The United States named two of Guinea-Bissau’s top military officers as international drug kingpins, underscoring fears the West African state is being destabilised by the narcotics trade.

Air Force chief of staff Ibraima Papa Camara and former Navy chief of staff Jose Americo Bubo Na Tchuto are the first Bissau officials overtly accused by Washington as involved in the drug trade. The influential Na Tchuto appears to have been central to the ousting of military leadership by an army faction last week.
“The action underscores the harmful role that narcotics-related corruption plays in West Africa, especially in Guinea-Bissau,” Adam Szubin, head of the Treasury Department’s Office of Foreign Assets Control, said in a statement yesterday.

US citizens will be banned from financial or commercial transactions with the two, who will see any .S assets frozen. Szubin said the action “impedes their ability to profit from the narcotics trade and engage in destabilizing activities”.

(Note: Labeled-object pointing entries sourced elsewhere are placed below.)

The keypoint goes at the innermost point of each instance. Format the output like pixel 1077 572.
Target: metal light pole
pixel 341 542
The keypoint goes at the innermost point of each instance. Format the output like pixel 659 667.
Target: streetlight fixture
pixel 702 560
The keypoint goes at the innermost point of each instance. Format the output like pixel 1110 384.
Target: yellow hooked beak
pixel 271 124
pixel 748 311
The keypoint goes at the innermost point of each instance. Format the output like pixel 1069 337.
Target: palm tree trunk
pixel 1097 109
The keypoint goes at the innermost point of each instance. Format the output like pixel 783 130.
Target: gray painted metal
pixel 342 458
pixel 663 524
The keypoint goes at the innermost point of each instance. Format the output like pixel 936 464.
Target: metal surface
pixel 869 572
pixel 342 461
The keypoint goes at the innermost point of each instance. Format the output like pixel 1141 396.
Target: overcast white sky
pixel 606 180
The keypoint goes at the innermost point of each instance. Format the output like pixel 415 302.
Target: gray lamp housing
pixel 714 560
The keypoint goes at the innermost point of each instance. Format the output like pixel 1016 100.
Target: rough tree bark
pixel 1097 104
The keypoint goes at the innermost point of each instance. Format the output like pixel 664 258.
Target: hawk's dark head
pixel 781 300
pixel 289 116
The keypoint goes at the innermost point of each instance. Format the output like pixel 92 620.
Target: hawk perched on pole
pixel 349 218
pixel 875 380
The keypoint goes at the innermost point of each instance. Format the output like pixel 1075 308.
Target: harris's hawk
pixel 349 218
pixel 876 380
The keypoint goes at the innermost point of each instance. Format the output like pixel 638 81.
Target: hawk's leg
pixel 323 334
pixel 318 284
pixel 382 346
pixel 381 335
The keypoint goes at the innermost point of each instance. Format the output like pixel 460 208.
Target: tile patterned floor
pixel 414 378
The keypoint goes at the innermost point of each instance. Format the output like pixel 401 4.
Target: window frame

The Treasury Department said both Na Tchuto and Camara are involved in drug trafficking and are linked to an aircraft suspected of flying a multi-hundred kilogram shipment of cocaine from Venezuela to Guinea-Bissau in July 2008.

There was no immediate reaction from authorities in Bissau.

Guinea-Bissau has faced years of instability since independence from Portugal in 1974. A jagged shoreline and high level corruption in Guinea-Bissau have helped Latin American cocaine smugglers ship cocaine through the nation into Europe.

Officials say that the drugs trade, worth hundreds of millions of dollars in one of Africa’s poorest nations, has exacerbated existing political fault lines, and intensified the military’s readiness to intervene in politics.

Last year, the nation’s president and former armed forces chief were killed in twin assassinations.

During the latest round of in-fighting last week, soldiers briefly held Prime Minister Carlos Gomes Junior and ousted armed forces Chief of Staff Admiral Jose Zamora Induta.

That incident was preceded by the re-emergence of Na Tchuto, an ally of new armed forces Chief General Antonio Injai, from refuge in a UN building.

Na Tchuto was accused of plotting a 2008 coup and was due to be handed over to Gomes’ government for trial.

The US Treasury Department said Na Tchuto “was complicit in the activities surrounding the illegal detention” of Gomes.

Donors had hoped that successful elections last year would pave the way for a fresh start but analysts say key reforms of the all-powerful army have blocked meaningful change.